Verehrte Leserschaft, ich bin 30 Jahre alt. "Nicht alt", würden Sie vielleicht sagen, aber auch nicht mehr ganz jung. Jedenfalls gibt es zwischen den Generationen ein Problem. Auf der einen Seite: Die Generation der Babyboomer. Sie sind viele, und deshalb wird gerne auch für sie Politik gemacht.
Der Vorschlag von Bundesfinanzminister Olaf Scholz, das Rentenniveau bis 2040 statt wie bisher bis 2025 zu garantieren, ist ein Beispiel dafür. Das Wählergeschenk zahlen am Ende die Jungen, während sich Scholz selbst längst in seiner Altersresidenz zurücklehnt. Auf der anderen Seite: Die Jüngeren zwischen 18 und 35 Jahren. Die begreifen langsam, dass sie was tun sollten. Trump, Chemnitz, fehlende Kita-Plätze, Bildungspolitik.
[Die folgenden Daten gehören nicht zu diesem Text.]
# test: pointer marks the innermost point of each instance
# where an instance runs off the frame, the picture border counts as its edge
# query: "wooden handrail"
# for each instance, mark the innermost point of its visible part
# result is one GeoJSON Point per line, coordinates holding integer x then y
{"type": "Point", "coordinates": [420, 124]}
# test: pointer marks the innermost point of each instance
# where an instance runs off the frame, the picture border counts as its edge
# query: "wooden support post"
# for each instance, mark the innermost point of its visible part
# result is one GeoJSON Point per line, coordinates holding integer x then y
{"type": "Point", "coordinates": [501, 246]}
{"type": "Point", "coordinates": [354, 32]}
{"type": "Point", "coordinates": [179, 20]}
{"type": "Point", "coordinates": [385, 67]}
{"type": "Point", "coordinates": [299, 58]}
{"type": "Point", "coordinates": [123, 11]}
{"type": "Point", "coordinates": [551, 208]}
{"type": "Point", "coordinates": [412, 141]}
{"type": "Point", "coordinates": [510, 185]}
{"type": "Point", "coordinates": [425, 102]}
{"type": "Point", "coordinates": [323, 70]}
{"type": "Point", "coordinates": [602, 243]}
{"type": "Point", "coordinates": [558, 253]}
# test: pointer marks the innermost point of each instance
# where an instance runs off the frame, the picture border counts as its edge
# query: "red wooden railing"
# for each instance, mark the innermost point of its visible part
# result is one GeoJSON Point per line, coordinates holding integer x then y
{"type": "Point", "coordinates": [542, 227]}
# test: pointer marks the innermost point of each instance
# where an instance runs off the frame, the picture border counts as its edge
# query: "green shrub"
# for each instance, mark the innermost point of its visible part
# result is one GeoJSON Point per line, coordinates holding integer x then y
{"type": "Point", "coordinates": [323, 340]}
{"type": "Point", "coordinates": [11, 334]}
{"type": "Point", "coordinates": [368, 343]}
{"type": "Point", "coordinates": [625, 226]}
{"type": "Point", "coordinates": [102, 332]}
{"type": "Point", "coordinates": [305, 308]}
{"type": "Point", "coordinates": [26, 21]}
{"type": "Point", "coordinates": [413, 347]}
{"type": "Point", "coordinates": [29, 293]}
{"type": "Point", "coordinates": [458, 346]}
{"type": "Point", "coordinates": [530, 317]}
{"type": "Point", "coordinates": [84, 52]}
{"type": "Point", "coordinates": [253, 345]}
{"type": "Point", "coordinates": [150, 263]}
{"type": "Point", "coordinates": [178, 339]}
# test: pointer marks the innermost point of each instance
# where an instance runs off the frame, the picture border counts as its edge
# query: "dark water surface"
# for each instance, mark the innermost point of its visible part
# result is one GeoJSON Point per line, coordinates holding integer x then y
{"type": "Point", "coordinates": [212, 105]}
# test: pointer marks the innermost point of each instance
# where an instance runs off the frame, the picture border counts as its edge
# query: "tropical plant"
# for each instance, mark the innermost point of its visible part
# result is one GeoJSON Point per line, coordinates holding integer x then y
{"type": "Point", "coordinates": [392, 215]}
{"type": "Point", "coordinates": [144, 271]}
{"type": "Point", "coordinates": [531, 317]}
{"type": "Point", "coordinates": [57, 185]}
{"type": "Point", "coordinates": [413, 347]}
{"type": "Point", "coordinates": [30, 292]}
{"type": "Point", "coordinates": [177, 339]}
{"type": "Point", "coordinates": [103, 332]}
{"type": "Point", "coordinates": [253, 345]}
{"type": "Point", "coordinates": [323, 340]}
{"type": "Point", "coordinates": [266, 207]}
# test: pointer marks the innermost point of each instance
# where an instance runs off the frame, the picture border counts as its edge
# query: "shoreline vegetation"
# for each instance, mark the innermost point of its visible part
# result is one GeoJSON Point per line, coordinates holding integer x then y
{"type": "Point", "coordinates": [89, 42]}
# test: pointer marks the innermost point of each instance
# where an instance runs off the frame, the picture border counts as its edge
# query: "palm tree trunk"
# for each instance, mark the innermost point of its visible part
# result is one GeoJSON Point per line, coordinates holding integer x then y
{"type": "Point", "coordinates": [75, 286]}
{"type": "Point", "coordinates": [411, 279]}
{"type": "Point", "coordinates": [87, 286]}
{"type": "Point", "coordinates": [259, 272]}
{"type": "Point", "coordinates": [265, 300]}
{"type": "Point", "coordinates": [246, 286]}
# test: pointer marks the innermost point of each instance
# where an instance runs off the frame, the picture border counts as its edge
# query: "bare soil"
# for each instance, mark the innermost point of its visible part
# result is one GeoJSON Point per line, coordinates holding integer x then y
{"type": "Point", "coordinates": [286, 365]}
Es gibt so vieles, über das man sich dieser Tage aufregen kann.
Es wird wieder diskutiert
Und tatsächlich sitzt die Politik wieder mit am WG-Küchentisch, es wird wieder diskutiert. Wir tun das aber lieber in unserer Filterblase, in der dieselben Menschen sitzen wie wir. Also die dieselbe Bildung genossen haben, eine ähnliche Sozialisierung haben, die ein ähnliches Einkommen haben.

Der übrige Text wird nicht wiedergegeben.